# Reddit Data Source Review

This notebook documents the evaluation of Reddit as a real-time data source for market attention signals.

## Objective
The goal was to stream Reddit posts in real-time to detect mentions of specific stock and crypto tickers, and evaluate Reddit’s usefulness for a market attention dashboard.

In [24]:
from dotenv import load_dotenv
import os
import asyncpraw
import asyncio
from datetime import datetime
import re
import pandas as pd

# Load credentials
load_dotenv()
client_id = os.getenv("REDDIT_CLIENT_ID")
client_secret = os.getenv("REDDIT_CLIENT_SECRET")
user_agent = os.getenv("USER_AGENT")

TICKERS = {"GOOGL", "AAPL", "AMZN", "NVDA", "MSFT", "BTC", "XRP"}
SUBREDDITS = "personalfinance+stocks+wallstreetbets+investing+CryptoCurrency"

We first load our credentials to be authenticated by the API and strat using it. This contains the tickers used within the corresponding subreddits.

In [25]:
async def stream_posts():
    reddit = asyncpraw.Reddit(
        client_id=client_id,
        client_secret=client_secret,
        user_agent=user_agent
    )
    subreddit = await reddit.subreddit(SUBREDDITS)
    async for post in subreddit.stream.submissions(skip_existing=True):
        text = (post.title or "") + " " + (post.selftext or "")
        words = set(re.findall(r"\b[A-Z]{2,5}\b", text.upper()))
        matched = TICKERS & words
        if matched:
            print(f"[{datetime.utcnow()}] 🧠 [{post.subreddit}] {post.title} — matched: {matched}")

    await reddit.close()


This was the original function for retrieving the posts from reddit. In practical use, instead of printing the posts matched, we would save the posts with its metadata to a database or json file for later use.

In [51]:
async def stream_posts(max_results: int = 5):

    # set up reddit client
    reddit = asyncpraw.Reddit(
        client_id=client_id,
        client_secret=client_secret,
        user_agent=user_agent
    )

    subreddit = await reddit.subreddit(SUBREDDITS)
    seen = 0

    async for post in subreddit.stream.submissions(skip_existing=False):
        text = (post.title or "") + " " + (post.selftext or "")
        words = set(re.findall(r"\b[A-Z]{2,5}\b", text.upper()))
        matched = TICKERS & words

        print(f"[{datetime.utcnow()}] | [{post.subreddit}] {post.title} ({post.id}) — matched: {matched}")
        seen+=1
        if seen >= max_results:
            break

    await reddit.close()


In [52]:
await stream_posts(5)

[2025-07-06 16:00:34.753904] | [CryptoCurrency] Those who like squeezing in the era of the dollar collapse- Altcoins preparing for massive breakout (1lsug2s) — matched: {'BTC'}
[2025-07-06 16:00:34.753904] | [personalfinance] Can i afford this home? Should i buy? (1lsulnl) — matched: set()
[2025-07-06 16:00:34.753904] | [CryptoCurrency] Are airdrops actually legit? (1lsum80) — matched: {'BTC'}
[2025-07-06 16:00:34.753904] | [CryptoCurrency] I'm getting spammed with 0.000001 USDT transactions on Polygon – from random wallets. Why? (1lsun6g) — matched: set()
[2025-07-06 16:00:34.753904] | [CryptoCurrency] Gold Explorer Joins Bitcoin Treasury Bandwagon - Decrypt (1lsuwg6) — matched: set()

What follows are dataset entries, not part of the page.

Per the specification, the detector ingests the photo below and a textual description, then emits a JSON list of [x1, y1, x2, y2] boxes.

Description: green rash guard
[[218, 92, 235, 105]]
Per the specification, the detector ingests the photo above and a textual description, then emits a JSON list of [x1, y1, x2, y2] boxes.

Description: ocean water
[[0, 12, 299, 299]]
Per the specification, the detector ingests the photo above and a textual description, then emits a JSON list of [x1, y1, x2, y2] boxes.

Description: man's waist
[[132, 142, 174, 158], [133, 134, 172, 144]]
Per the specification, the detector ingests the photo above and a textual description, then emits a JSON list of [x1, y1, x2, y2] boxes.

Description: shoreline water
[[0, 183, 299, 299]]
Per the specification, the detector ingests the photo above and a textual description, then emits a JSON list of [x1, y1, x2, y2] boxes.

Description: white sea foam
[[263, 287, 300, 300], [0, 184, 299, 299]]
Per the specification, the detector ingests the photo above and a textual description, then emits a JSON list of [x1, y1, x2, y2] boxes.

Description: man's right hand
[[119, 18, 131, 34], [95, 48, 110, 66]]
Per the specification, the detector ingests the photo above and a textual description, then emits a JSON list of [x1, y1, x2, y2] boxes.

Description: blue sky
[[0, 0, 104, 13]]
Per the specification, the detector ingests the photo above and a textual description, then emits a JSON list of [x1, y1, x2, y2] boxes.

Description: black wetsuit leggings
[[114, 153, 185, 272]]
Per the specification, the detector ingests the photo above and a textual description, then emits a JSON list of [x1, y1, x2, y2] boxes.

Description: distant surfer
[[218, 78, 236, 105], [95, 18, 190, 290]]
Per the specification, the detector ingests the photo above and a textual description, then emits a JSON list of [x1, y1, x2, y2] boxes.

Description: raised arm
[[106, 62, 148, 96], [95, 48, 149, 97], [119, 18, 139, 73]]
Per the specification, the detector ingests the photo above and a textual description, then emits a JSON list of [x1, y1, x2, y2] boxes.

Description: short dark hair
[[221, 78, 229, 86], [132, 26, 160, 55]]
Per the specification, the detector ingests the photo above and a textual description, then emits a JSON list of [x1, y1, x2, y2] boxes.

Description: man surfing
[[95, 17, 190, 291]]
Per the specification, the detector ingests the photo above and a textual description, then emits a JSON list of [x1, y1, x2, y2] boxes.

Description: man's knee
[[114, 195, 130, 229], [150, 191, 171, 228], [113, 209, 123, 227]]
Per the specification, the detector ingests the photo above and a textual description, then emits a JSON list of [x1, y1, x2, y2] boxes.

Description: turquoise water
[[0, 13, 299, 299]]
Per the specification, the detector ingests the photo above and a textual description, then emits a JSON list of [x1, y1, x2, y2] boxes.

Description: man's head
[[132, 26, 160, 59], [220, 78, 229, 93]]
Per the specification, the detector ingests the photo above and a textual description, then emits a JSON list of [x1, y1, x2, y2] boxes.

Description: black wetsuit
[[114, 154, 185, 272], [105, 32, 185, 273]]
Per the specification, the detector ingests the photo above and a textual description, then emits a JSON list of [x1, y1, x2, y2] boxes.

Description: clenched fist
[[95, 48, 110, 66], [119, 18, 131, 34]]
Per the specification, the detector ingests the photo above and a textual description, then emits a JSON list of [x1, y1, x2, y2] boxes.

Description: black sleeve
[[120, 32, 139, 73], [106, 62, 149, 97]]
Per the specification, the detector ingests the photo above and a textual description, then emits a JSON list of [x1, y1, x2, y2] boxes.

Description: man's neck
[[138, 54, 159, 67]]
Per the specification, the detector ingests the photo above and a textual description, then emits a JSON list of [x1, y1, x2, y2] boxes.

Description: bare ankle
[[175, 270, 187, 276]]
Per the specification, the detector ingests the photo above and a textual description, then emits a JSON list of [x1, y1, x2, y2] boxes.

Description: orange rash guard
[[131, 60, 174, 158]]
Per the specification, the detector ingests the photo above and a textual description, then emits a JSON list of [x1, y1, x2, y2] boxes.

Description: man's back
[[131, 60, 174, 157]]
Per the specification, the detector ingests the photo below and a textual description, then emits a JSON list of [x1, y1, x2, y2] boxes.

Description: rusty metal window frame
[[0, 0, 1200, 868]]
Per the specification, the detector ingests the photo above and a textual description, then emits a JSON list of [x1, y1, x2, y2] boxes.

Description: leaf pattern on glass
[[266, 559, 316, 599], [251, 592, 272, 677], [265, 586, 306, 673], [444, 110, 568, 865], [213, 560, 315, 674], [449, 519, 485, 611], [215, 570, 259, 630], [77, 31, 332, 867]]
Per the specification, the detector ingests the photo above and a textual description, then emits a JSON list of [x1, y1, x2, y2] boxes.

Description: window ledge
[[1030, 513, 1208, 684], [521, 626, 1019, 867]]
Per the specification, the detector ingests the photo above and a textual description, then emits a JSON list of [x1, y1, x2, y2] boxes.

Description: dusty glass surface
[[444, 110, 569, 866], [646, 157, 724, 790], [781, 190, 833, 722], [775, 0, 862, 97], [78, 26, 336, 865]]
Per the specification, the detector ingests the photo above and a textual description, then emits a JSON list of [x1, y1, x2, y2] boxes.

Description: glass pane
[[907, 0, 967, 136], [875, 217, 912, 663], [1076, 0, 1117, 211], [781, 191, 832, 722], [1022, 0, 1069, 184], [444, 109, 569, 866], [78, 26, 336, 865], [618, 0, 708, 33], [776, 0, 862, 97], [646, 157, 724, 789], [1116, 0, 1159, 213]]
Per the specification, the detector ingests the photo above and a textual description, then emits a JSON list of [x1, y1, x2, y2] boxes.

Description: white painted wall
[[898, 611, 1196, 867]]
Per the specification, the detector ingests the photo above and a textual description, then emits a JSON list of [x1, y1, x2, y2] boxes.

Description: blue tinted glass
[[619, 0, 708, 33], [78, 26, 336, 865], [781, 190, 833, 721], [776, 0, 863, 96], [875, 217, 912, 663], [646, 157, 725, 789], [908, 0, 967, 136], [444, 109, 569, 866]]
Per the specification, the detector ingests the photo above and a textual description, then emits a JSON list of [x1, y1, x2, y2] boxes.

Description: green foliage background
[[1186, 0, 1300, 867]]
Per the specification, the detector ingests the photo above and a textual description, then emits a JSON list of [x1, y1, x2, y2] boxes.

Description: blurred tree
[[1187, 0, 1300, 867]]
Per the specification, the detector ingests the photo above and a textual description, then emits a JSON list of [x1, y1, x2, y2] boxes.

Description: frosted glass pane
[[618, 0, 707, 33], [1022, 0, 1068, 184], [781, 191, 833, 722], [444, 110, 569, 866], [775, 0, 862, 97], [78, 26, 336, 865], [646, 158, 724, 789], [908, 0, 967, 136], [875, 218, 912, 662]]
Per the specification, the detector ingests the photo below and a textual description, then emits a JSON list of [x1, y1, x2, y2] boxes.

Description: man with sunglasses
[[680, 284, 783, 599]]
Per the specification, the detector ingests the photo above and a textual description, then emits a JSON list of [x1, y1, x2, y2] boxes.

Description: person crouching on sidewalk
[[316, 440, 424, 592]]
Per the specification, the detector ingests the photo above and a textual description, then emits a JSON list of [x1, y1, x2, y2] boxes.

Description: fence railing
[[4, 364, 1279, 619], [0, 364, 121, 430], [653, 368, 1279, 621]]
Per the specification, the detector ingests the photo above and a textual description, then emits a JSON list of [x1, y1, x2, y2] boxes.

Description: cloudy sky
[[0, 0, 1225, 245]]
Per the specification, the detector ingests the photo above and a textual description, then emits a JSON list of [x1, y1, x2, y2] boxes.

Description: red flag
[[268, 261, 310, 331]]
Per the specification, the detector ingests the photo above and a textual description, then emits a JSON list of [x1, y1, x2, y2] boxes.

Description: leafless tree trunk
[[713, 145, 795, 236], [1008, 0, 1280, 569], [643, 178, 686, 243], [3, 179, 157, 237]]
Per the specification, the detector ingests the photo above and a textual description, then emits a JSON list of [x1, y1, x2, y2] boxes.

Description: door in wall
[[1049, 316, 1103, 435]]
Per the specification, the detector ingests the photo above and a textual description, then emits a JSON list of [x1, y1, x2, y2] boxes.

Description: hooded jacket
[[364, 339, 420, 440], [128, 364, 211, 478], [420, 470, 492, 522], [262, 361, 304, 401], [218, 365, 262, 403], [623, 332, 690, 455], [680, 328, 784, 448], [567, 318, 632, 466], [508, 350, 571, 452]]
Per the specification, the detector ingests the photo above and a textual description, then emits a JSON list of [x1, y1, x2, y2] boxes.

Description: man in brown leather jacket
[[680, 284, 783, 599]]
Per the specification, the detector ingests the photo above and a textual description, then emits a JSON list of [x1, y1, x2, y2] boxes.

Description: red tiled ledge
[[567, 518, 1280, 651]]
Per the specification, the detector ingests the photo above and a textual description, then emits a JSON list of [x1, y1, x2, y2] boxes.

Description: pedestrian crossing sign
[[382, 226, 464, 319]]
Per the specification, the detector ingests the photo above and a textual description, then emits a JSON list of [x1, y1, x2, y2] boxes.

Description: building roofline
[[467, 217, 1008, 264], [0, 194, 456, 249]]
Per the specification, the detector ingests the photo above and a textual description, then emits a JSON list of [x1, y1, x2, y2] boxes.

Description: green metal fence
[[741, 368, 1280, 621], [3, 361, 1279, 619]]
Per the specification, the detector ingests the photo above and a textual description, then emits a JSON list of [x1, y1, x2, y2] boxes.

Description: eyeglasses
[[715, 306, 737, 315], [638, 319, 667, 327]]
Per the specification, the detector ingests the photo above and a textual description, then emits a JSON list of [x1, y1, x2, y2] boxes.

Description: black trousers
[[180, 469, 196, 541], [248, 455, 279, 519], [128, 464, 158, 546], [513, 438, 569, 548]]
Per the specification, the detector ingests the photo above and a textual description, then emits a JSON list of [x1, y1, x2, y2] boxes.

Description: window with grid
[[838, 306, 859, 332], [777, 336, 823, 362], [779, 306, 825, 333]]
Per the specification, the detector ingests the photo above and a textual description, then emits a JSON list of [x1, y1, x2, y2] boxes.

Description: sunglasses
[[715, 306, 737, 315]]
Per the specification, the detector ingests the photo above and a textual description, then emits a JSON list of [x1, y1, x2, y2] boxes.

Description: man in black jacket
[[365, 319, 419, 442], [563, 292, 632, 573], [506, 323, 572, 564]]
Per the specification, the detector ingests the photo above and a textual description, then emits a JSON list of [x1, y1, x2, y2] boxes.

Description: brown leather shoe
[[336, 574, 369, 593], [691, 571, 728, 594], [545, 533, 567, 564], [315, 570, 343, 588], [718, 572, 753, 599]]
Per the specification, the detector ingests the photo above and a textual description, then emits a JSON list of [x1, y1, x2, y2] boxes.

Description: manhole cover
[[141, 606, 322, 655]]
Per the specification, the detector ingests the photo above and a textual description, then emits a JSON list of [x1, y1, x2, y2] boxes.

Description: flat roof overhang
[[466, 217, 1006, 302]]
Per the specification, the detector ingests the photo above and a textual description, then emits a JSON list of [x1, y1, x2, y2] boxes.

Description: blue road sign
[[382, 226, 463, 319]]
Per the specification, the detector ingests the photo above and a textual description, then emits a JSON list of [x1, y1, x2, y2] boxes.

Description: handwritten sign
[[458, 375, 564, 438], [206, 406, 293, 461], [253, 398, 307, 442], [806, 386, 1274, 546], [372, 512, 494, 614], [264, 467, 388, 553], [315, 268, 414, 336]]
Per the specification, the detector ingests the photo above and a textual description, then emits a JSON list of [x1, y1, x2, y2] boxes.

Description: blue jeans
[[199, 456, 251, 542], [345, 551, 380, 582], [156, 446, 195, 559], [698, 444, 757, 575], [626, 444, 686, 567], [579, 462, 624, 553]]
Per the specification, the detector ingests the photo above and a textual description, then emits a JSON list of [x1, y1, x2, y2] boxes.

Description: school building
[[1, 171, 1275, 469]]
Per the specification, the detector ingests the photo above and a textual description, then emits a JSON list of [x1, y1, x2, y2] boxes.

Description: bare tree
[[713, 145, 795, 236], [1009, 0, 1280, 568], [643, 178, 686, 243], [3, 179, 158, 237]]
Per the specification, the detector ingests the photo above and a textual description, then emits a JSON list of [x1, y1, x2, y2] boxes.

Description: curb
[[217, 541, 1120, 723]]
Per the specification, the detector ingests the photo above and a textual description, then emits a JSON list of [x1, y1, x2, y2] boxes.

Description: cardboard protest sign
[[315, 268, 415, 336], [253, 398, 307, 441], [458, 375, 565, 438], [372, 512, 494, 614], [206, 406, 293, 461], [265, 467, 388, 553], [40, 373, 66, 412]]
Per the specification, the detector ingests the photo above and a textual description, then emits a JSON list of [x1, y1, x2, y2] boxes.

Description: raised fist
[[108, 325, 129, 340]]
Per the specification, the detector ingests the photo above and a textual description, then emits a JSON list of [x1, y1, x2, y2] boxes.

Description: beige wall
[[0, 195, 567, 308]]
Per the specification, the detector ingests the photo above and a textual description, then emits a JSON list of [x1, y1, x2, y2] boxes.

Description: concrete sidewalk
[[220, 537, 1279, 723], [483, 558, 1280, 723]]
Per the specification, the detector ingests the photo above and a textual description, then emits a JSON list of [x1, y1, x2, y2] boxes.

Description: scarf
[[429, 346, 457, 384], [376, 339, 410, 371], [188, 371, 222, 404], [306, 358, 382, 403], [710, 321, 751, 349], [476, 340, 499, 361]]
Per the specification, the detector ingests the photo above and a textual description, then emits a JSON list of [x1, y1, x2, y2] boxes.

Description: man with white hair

After changing the function to limit to 5 posts, removing the constraint for new posts and also stop filtering the stream of posts, we get these 5 random posts from the subreddits. If either of this was reverted back to the original code, it would take quite a long time to get the desired results.

In [47]:
async def stream_posts(max_results: int = 5):

    # set up reddit client
    reddit = asyncpraw.Reddit(
        client_id=client_id,
        client_secret=client_secret,
        user_agent=user_agent
    )

    subreddit = await reddit.subreddit(SUBREDDITS)
    seen = 0
    rows = []

    async for post in subreddit.stream.submissions(skip_existing=False):
        text = (post.title or "") + " " + (post.selftext or "")
        words = set(re.findall(r"\b[A-Z]{2,5}\b", text.upper()))

        seen+=1

        rows.append({
            "subreddit"    : str(post.subreddit),
            "title"        : post.title,
            "score"        : post.score,
            "ups"          : post.ups,
            "downs"        : post.downs,
        })

        if seen >= max_results:
            break

    await reddit.close()

    return pd.DataFrame(rows)


In [50]:
pd.set_option("display.max_columns", None)
pd.set_option("display.max_colwidth", None)
pd.set_option("display.width", 0)

df = await stream_posts(5)
df.head()

Unnamed: 0,subreddit,title,score,ups,downs
0,investing,Best app for investing that you use?,14,14,0
1,personalfinance,Has anyone here successfully used emergency debt relief during a financial crisis? How did it work out?,0,0,0
2,CryptoCurrency,"Haters of XRP… Why? Only Real, Thoughtful Answers Please",0,0,0
3,personalfinance,Is it better to have two people on a house loan even if one doesn’t have credit?,0,0,0
4,personalfinance,Savings for Grad School + Retirement,3,3,0


If we were to use reddit as a data source, this is how we would save it for further use. A table of the data collected would like this.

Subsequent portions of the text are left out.